Busy Days for Freestyle Fiddler Darol Anger
Darol Anger is on a roll. The award-winning freestyle fiddler has several new projects in the works, leaving one to wonder where he finds the time to complete them all. In January, Anger started lining up players for Cape Breton fiddler Natalie MacMaster's next album, a big-name Nashville session for which Anger was serving as producer this spring.
In February, he marked 23 years of collaboration with mandolinist and guitarist Mike Marshall (with whom he played in the David Grisman Quintet) with the release of the acoustic-concert CD At Home and on the Range (Compass). In March, the roots music super group Fiddlers 4—fiddlers Anger, Michael Doucet of Beausoleil, and Bruce Molsky, plus cello phenom Rushad Eggleston—released its much-anticipated eponymous debut disc on the Compass label, featuring tracks that range from Appalachian folk tunes to chamber music.

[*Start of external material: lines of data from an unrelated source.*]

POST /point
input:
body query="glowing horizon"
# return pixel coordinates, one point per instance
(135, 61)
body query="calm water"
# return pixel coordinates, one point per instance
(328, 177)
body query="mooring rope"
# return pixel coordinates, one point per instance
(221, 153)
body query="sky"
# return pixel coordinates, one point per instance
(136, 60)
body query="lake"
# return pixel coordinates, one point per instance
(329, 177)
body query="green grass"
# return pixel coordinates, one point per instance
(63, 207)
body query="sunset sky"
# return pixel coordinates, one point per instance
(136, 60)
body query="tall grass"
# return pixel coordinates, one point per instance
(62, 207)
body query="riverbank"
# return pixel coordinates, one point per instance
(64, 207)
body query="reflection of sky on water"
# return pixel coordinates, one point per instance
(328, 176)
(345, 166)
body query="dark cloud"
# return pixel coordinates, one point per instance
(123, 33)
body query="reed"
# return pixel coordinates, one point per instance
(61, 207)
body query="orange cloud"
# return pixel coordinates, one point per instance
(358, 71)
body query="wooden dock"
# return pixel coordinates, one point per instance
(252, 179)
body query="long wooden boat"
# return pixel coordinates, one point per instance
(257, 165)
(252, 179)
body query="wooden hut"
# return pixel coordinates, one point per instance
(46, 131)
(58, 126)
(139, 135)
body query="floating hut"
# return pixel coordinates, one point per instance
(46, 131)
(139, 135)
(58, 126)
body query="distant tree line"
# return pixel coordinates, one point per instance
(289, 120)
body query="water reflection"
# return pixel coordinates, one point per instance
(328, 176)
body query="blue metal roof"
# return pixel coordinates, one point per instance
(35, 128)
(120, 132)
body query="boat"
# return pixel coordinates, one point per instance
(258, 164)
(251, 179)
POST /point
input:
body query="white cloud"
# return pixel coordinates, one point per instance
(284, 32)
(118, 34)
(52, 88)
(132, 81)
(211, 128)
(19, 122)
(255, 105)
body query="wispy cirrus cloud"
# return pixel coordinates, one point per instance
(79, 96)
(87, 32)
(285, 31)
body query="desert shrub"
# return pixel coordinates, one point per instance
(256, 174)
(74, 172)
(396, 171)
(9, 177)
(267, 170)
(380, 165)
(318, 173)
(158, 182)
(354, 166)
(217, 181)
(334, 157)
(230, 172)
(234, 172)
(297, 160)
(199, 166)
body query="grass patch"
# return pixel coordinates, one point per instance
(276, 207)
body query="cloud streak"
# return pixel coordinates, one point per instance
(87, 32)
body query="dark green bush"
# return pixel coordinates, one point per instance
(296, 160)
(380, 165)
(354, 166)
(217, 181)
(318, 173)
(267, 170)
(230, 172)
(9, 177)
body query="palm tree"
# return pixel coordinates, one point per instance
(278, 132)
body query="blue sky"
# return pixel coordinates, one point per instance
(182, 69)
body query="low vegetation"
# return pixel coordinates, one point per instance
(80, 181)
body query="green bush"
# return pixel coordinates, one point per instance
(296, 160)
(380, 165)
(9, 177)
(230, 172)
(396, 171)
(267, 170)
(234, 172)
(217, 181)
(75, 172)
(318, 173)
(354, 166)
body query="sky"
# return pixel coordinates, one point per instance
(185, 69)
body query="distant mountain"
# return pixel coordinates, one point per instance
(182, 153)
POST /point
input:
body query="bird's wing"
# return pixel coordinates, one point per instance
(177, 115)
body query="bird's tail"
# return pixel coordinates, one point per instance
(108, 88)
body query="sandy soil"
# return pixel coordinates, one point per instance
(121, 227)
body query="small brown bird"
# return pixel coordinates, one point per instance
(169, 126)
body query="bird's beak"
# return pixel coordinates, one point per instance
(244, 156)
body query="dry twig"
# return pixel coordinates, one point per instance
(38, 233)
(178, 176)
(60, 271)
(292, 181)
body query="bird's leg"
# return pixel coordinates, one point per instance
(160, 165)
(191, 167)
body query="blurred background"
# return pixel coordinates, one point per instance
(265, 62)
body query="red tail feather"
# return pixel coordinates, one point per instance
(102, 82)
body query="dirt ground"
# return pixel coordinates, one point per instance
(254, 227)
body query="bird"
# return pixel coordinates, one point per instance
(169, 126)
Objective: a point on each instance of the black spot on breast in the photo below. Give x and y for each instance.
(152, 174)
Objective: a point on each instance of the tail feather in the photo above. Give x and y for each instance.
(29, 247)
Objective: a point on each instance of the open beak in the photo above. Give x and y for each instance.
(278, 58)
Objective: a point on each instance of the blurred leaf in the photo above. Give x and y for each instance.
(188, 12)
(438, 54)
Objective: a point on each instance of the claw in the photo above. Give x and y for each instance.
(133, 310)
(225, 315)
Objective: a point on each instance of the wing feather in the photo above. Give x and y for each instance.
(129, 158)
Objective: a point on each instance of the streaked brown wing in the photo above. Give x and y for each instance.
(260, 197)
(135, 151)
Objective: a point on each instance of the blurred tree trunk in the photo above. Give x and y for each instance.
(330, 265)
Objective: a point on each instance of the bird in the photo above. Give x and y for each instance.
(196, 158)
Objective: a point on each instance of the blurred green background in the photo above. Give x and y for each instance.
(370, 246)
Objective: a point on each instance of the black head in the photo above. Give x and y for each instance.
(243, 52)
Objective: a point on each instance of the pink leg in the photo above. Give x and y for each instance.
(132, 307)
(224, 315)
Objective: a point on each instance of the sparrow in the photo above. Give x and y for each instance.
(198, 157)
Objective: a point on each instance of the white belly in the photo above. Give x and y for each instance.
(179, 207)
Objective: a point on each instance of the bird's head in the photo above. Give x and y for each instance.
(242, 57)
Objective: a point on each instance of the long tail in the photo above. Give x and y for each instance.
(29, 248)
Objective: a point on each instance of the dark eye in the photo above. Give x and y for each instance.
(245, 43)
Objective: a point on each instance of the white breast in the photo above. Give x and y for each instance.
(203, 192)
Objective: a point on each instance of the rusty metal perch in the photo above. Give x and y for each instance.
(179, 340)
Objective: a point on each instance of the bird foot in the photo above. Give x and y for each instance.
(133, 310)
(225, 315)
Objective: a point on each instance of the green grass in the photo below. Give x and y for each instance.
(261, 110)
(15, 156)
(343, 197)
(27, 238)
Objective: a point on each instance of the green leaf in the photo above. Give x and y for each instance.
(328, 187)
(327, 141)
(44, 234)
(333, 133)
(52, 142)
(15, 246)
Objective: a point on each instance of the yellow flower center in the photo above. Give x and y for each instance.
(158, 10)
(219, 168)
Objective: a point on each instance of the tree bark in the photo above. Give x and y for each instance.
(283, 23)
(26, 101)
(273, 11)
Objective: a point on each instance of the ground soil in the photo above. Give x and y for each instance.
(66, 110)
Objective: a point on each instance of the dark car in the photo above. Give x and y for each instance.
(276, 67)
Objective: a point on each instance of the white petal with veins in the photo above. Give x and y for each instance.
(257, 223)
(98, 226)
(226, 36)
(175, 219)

Fiddlers 4 hit the road in April. In the midst of that flurry of activity, Anger also is performing concert dates (including stops at Merlefest and Wintergrass) with the Duo, Psychograss, the Rice/Anger/Marshall/Phillips Quartet, and the red-hot American Fiddle Ensemble (also known as Darol's "laboratory band"), featuring Eggleston, fiddler Brittany Haas, and flatpicking guitar virtuoso Scott Nygaard.
"That latter band blends folk, jazz, and classical styles into what Anger promises will be "a new frontier of American music."
A new recording of piano and violin duets with Newgrange pianist Phillip Aaberg is due later this year and Anger's next jazz CD should be available in the fall. Add to that list youth concerts, clinics, and fiddle camp. Phew!